How is getting drunk, burning a couch, and fighting with each other lashing out at authority?
Surely, if you want to take an Eriksonian perspective (i.e., the identity crisis), all adolescents engage in some form of resistance in order to establish their own identities.
Viet Nam war demonstrations were interspersed with the emergence of a radical change in American culture. But the main focus was to stop the government drafting kids and sending them off to fight a war in which we tied our hands behind our backs, propped up a corrupt regime that nobody wanted, and lost 7 GIs a day. Compare the Iraqi war today with the Viet Nam "conflict" (
http://www.lies.com/wp/2003/10/20/us-deaths-in-vietnam-and-iraq-by-month/) and you might get an idea of why kids were standing in the streets.
Viet Nam demonstrations primarily consisted of sit-ins and peaceful marches.
Now then, how do those values express conflict between generations in a way similar to students getting drunk and rioting after an Ohio State win or loss at a football game? And why would an Ohio State football game become the "right time" to make a statement against authority?
The Viet Nam demonstrations were not only directed at authority but also on encouraging young people to resist the draft and to take an active part in a war that is very much accepted as having been wrong today. To a lesser extent demonstrations focused on changing social attitudes toward racism, toward green issues, toward materialism, and the like.
There are no social change or protest issues behind the Ohio State couch burnings and riots after football games in recent years. Instead, it seems that nothing is taking place except an expression of some kind of aggression.
It seems to me that if this were related to some kind of psychological issue, as you suggest, we would witness these riots at every university, as we did the Viet Nam war demonstrations. Which of course is not the case. If the riots were rooted in some kind of social or economic movement, then we would by now have witnessed some articulation of the underlying issues, which we haven't.
Whatever, one thing is certain.

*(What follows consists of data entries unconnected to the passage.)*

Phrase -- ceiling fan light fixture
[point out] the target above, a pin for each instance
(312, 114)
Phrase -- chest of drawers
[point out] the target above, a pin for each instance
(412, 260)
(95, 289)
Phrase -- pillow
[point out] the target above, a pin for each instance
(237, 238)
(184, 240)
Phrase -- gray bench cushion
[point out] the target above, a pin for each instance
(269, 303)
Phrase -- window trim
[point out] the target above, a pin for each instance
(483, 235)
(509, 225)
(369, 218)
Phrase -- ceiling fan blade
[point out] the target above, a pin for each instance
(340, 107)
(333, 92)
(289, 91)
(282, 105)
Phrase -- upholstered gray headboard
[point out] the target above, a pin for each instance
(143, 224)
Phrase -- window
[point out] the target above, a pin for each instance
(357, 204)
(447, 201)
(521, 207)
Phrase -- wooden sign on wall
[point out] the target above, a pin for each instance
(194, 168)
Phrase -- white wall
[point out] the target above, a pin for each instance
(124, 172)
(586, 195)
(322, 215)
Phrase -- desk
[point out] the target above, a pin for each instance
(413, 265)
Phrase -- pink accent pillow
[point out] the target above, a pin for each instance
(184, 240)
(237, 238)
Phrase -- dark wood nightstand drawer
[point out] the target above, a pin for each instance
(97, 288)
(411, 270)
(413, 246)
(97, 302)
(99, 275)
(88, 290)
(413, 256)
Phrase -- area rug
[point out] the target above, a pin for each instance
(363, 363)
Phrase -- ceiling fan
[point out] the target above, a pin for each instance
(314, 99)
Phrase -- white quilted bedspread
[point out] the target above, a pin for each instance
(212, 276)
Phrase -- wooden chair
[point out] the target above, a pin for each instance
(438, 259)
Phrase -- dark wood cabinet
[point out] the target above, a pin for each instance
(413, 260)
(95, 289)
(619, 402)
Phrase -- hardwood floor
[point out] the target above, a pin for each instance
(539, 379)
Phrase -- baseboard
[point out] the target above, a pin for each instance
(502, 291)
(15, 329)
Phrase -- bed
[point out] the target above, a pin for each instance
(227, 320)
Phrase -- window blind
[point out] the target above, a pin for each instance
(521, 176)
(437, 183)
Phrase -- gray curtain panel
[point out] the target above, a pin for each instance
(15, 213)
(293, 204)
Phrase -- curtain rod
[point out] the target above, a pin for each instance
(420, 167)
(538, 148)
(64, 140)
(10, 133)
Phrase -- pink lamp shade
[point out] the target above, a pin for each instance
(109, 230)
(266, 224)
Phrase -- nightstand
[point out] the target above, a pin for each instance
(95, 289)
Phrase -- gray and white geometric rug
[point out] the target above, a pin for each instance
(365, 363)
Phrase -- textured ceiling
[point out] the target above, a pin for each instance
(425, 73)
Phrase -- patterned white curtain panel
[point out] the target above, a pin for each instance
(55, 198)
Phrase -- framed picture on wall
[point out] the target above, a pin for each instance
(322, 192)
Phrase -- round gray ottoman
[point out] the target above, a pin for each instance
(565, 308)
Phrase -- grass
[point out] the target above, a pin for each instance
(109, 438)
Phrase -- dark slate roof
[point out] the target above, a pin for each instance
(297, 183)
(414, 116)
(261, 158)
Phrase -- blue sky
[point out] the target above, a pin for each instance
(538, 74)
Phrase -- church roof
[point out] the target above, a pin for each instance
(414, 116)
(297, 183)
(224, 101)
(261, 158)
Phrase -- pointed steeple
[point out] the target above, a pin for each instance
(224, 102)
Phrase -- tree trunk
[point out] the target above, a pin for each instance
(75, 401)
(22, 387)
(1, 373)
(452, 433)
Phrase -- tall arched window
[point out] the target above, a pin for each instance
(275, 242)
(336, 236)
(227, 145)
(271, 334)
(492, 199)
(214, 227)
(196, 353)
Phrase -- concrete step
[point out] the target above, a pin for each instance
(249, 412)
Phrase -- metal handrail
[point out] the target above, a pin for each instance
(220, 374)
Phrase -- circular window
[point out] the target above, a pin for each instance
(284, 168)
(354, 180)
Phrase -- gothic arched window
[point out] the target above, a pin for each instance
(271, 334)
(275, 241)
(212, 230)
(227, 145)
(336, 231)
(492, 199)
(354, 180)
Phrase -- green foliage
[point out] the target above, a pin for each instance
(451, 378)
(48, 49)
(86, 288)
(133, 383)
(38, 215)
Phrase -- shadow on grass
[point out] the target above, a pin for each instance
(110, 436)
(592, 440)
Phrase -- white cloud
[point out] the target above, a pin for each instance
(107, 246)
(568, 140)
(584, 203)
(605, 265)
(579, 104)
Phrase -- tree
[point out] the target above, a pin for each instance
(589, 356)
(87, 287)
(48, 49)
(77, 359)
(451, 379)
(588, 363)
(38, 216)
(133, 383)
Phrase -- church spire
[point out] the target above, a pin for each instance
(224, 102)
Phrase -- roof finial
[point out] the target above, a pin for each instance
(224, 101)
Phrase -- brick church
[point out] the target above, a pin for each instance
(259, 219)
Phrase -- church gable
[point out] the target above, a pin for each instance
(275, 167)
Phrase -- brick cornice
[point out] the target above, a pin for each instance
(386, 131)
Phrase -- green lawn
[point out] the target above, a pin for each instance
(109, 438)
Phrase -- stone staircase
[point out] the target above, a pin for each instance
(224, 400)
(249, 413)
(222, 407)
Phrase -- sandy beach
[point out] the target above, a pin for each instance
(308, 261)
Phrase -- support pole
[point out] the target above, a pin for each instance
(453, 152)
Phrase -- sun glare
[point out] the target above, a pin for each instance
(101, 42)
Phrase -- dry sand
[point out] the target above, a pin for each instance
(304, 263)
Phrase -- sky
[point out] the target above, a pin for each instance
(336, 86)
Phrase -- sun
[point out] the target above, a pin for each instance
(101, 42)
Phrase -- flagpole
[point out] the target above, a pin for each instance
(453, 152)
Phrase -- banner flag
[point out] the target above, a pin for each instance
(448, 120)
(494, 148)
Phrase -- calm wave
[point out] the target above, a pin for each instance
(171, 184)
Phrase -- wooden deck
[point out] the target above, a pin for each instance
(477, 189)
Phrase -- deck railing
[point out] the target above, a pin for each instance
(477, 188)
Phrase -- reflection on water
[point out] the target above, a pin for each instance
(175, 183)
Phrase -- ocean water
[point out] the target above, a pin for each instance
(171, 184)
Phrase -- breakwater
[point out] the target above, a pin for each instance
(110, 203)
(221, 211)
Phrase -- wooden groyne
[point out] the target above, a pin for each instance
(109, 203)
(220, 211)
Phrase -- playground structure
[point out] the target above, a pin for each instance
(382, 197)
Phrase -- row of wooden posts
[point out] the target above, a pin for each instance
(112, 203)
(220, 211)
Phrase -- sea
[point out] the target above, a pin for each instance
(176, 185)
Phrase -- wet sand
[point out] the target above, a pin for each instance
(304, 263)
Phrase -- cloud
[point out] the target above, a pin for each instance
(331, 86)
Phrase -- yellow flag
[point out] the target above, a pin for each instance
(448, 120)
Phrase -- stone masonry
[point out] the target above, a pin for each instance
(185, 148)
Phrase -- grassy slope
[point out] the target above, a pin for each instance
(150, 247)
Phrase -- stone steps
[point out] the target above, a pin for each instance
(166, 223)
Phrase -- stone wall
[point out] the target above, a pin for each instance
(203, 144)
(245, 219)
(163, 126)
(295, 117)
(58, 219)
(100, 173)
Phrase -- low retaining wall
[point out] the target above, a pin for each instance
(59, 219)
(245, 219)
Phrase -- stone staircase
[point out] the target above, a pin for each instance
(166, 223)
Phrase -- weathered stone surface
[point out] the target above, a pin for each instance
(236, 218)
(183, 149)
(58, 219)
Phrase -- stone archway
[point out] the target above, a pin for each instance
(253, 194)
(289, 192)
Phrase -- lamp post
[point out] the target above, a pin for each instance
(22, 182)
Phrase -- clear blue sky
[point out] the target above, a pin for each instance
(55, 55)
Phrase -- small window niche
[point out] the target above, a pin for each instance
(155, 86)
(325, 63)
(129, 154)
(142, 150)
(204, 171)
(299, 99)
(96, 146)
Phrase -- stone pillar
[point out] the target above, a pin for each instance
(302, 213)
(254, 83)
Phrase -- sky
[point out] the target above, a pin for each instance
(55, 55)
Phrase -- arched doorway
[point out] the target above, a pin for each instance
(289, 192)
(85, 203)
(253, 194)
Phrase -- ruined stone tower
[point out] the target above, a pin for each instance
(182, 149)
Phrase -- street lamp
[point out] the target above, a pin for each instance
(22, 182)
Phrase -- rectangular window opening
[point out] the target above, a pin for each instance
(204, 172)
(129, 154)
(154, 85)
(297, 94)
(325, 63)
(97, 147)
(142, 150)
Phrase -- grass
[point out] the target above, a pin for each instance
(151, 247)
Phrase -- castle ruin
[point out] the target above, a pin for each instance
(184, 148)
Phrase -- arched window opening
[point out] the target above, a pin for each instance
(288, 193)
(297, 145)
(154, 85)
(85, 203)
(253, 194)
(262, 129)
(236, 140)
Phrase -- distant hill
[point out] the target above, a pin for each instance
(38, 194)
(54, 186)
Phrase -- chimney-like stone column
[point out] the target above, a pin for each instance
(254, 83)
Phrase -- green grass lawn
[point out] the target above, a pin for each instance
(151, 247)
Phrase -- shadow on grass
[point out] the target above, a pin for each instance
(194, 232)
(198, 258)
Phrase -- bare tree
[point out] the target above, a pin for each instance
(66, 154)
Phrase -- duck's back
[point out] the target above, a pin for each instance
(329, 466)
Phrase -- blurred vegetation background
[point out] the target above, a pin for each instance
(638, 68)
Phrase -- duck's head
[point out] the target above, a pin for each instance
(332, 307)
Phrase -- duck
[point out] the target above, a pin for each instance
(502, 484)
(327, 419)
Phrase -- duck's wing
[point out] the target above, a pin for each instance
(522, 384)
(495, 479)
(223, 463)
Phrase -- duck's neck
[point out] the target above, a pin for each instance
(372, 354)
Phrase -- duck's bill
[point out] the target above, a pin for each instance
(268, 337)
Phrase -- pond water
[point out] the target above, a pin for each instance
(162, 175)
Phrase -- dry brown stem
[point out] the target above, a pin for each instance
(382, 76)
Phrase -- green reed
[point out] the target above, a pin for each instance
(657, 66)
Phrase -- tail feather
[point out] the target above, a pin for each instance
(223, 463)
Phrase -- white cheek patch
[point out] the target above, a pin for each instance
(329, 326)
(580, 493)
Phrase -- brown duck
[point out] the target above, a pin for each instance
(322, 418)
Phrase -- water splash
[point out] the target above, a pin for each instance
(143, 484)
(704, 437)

At a time when Columbus needs to hold onto every job it can, each one of those little evenings of mayhem has convinced international investors that Columbus is a city starting to manifest "big city" problems and that it should be avoided.
The reputation enjoyed by the Chapel Hill, Raleigh, Durham North Carolina triangle as the best place to live in America (by many US polls), once was what we witnessed about Columbus. There is only one group of people with the motivation and means to regain that title, people living in Columbus, and it is my opinion that they should do what they can to address any real issues that exist and to stop these expressions of aggression.